If I had started out at the beginning to design a programming language, Matlab probably would have been something quite different. The original intention was that it would be easy to use and that it would have solid mathematics underlying it. I’m glad I did it the way I did, but if I knew what it was going to be today, I might not have done it that way.

RM:

Have you ever seen Matlab used in a way in which you never intended it to be used?

CM:

Yes I have, many times. One of the most remarkable was at Australia’s Synchrotron Research Centre outside Melbourne. The software that controls the machines, the magnets, the timing and the operation of the machine was written in Matlab. I saw a demonstration of that when I was in Australia two or three years ago. It’s not only used at that facility but they share that software with atom-smashers in other countries.

RM:

What’s your favourite feature of Matlab, if you had to pick one?

CM:

It’s the mathematics. The thing that I enjoy as a mathematician is finding out how mathematics underlies so many different disciplines. We didn’t intend to do automobiles, anti-lock brakes or human genome or pricing of derivatives in the finance market. We never set out to do any of that originally, but mathematics is common to all of these. I really enjoy talking about how these different fields are unified by the underlying mathematics.

RM:

What are you proudest of in terms of Matlab’s initial development and continuing use?

CM:

The popularity, the fact that this is now used by probably one million people around the world and the fact that the science and engineering influences peoples lives. That’s not something that a research mathematician expects to see his work used in. That has been very gratifying.

RM:

Do you have any advice for today’s maths, science and engineering students?

CM:

Stay in school. I’m serious, it’s very tempting for these guys to leave early, particularly in the computer business. It’s so attractive and they get such good jobs. They can go out and be a web designer, they’re attracted by computer graphics, games, and the film industry. That’s exciting, attractive work and these students leave school [university] to go get those good jobs. For the long term, they should stay in school and learn a little bit more math and a little more engineering before they succumb to all the attractive industries.

RM:

Do you wish mathematics and engineering were taught more in universities?

CM:

We’re on the intersection between mathematics, engineering and computer science. In many universities, those three disciplines just concentrate on their own little field.
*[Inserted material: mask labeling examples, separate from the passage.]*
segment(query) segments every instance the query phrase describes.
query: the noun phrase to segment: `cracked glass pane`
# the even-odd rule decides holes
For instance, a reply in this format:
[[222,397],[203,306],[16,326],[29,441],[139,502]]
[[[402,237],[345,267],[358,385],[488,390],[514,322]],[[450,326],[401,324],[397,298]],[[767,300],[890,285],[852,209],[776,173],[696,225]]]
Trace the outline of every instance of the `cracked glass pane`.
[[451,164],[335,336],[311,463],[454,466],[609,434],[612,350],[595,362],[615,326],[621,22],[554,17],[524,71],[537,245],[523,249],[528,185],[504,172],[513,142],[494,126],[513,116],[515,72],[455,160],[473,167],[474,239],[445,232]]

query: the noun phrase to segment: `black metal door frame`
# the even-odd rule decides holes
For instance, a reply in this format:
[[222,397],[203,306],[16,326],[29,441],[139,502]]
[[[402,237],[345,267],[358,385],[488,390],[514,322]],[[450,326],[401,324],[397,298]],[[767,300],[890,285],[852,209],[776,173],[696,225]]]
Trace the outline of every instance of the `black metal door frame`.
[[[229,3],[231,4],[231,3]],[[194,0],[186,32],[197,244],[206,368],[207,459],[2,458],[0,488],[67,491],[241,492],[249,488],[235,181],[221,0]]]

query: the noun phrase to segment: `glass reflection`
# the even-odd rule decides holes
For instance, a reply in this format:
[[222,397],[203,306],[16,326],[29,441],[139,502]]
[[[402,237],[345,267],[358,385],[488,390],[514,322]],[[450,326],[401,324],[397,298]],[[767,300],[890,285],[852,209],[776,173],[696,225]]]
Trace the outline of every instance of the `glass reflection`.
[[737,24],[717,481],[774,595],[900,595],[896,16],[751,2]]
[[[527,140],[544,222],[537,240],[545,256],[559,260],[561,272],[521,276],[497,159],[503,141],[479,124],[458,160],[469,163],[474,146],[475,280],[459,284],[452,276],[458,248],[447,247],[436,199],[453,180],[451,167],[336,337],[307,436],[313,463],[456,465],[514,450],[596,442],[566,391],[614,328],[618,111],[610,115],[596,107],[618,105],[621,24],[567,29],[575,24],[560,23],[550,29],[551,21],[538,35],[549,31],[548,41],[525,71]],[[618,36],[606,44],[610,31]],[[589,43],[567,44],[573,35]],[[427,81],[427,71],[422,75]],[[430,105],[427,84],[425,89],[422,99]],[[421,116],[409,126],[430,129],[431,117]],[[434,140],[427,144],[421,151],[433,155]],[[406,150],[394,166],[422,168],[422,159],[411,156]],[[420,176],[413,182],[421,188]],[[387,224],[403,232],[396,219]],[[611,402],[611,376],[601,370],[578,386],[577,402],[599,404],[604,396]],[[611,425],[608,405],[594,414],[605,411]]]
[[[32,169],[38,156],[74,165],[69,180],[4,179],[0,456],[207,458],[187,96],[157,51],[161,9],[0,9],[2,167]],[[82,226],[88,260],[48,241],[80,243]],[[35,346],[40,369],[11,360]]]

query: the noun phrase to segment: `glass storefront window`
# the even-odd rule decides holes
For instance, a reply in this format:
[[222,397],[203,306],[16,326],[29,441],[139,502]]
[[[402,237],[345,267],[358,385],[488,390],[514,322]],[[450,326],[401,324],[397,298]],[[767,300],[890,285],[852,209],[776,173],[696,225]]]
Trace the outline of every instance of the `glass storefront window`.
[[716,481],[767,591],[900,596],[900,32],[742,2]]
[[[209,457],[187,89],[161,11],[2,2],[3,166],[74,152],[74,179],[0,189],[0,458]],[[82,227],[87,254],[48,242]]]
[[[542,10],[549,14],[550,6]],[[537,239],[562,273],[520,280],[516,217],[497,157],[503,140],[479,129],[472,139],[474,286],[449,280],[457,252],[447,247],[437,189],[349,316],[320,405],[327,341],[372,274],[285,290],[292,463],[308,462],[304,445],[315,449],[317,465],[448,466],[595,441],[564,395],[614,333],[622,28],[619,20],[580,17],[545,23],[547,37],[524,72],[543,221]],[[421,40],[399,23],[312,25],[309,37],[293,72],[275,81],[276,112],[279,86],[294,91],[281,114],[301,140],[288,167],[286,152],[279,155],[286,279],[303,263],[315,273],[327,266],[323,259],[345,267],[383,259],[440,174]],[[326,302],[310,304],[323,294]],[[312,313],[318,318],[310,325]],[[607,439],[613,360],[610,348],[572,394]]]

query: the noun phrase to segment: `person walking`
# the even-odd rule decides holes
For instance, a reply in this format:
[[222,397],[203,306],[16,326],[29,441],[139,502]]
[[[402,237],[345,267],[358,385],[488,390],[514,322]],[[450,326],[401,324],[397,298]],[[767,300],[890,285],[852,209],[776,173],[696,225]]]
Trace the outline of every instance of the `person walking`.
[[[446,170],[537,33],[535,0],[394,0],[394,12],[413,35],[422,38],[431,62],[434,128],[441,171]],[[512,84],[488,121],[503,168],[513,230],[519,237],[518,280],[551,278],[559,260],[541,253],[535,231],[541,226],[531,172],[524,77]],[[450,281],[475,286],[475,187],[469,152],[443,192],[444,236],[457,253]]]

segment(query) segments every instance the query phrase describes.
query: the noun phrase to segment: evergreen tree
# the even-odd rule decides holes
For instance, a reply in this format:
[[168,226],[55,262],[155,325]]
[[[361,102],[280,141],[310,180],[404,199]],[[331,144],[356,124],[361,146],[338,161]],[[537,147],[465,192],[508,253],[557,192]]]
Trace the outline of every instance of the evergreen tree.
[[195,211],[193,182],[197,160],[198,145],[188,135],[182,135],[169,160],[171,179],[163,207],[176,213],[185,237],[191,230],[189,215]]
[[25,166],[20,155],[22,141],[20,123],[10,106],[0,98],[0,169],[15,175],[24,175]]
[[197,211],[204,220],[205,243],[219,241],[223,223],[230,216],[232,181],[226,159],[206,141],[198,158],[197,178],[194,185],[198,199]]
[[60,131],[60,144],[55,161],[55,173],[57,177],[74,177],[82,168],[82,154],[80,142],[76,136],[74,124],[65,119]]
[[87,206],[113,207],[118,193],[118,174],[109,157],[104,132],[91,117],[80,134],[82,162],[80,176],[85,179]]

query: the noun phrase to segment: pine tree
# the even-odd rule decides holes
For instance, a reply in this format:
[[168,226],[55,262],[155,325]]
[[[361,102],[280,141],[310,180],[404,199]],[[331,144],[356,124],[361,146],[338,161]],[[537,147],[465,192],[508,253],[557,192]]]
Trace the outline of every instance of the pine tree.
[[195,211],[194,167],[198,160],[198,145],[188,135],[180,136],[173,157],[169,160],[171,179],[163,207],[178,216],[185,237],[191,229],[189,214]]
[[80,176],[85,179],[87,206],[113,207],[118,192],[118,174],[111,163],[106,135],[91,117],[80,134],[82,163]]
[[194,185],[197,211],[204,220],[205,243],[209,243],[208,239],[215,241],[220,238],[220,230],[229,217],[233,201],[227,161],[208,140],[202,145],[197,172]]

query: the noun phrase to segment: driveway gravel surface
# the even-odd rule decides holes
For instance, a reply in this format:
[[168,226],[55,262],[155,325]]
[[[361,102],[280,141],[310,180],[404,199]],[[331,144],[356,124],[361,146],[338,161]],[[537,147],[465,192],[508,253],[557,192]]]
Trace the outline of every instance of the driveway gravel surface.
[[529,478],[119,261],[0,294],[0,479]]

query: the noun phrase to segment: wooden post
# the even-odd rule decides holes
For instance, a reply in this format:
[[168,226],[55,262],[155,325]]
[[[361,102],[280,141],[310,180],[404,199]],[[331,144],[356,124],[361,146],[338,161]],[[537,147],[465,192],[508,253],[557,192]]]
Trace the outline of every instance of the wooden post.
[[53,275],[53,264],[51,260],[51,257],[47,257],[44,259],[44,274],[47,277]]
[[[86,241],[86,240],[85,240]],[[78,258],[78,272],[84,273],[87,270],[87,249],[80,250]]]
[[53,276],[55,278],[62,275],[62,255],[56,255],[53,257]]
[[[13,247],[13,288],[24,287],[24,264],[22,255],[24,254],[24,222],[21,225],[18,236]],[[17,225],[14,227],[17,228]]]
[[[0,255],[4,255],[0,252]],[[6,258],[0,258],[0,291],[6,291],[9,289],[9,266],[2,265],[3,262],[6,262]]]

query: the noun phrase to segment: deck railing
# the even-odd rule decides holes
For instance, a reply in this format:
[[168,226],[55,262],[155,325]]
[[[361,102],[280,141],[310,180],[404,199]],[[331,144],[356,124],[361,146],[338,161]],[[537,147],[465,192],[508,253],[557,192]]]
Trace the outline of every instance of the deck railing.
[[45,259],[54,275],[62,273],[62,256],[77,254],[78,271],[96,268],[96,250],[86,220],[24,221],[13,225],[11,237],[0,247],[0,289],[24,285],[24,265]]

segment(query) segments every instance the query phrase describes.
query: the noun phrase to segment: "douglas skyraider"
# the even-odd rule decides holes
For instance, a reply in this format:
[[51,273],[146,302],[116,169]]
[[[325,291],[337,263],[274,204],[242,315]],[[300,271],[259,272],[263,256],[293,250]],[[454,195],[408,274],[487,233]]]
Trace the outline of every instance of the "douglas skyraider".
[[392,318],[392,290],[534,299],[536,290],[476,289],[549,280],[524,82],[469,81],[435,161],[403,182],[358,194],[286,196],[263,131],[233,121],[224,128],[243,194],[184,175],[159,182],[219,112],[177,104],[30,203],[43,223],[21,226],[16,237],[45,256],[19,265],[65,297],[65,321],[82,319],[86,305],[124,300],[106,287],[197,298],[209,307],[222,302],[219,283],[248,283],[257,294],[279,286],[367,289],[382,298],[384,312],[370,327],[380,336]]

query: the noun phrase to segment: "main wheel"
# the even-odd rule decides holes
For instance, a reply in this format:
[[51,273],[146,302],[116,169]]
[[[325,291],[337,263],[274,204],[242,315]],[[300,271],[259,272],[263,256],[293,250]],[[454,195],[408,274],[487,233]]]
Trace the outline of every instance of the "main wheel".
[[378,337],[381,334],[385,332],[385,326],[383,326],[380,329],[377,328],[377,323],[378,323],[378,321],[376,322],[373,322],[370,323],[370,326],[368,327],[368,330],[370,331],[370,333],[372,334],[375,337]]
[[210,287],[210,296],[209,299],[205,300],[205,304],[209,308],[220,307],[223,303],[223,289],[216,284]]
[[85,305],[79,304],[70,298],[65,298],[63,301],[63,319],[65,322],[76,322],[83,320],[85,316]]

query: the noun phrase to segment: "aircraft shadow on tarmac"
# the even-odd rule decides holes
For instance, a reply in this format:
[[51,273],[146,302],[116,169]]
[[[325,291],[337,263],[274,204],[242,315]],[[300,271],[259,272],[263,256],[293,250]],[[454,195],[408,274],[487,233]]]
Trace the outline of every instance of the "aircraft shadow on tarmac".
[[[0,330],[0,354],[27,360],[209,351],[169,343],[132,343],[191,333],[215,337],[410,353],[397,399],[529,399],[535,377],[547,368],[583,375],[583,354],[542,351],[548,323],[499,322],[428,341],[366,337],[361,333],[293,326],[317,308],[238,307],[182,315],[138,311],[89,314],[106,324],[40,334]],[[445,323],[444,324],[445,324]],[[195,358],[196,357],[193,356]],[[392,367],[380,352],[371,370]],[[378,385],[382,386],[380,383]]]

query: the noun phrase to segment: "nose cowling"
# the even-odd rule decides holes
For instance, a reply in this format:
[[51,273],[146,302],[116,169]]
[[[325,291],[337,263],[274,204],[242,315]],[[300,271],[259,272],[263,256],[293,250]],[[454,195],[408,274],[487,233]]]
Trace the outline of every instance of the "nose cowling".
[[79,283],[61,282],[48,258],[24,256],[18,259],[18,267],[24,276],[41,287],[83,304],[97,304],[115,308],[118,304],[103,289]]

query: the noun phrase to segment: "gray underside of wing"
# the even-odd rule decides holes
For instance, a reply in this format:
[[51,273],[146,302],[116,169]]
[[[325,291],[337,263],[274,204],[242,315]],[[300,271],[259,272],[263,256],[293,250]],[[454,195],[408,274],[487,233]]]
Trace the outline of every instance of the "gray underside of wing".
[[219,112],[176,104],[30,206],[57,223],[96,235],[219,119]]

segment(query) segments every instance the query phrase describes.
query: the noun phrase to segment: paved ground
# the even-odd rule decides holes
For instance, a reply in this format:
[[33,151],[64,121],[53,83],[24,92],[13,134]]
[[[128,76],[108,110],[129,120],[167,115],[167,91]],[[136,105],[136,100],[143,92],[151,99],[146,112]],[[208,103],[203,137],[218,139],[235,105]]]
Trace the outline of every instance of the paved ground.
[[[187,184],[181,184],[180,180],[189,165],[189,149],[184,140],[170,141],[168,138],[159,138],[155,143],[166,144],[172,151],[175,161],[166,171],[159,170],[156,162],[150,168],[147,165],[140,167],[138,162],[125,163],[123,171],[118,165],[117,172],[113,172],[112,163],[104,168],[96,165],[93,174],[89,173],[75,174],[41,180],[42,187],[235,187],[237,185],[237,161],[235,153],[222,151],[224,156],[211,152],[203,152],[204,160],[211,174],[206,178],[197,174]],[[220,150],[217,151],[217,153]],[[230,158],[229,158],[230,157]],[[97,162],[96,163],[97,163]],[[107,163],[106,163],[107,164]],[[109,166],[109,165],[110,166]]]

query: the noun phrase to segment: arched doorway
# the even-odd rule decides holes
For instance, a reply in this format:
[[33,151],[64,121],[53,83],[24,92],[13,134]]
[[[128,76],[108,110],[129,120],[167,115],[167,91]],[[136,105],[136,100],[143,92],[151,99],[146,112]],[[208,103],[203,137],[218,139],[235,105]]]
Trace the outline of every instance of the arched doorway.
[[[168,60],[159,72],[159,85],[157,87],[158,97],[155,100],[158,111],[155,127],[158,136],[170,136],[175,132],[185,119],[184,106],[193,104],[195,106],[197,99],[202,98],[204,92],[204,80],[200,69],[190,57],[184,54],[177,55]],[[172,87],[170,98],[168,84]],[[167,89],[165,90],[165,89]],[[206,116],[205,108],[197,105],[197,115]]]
The mathematicians don’t want to dirty their hands with engineering, the engineers are afraid of mathematics, it’s the interdisciplinary, the combination of all three of those that students should have a chance to appreciate.

RM:

Where do you see the future for Matlab? And what’s next for MathWorks?

CM:

Biomedical areas, research medicine and research biology are areas where we’re just beginning to have an impact. Our biggest competitor is actually [Microsoft] Excel. A lot of technical people do calculations with a spreadsheet, but they’d be better off using MATLAB for it and that’s the audience we want to reach. Not a particular discipline, but all the scientists and engineers who haven’t gone to the trouble to learn more powerful methods to do the calculations they want to do.

As for MathWorks. Stay on course. We’ve come through this world economic crisis in good shape. Some of our customers have been hit hard, but we survived well. We’ve got to continue to attract good people, good students out of the universities all around the world.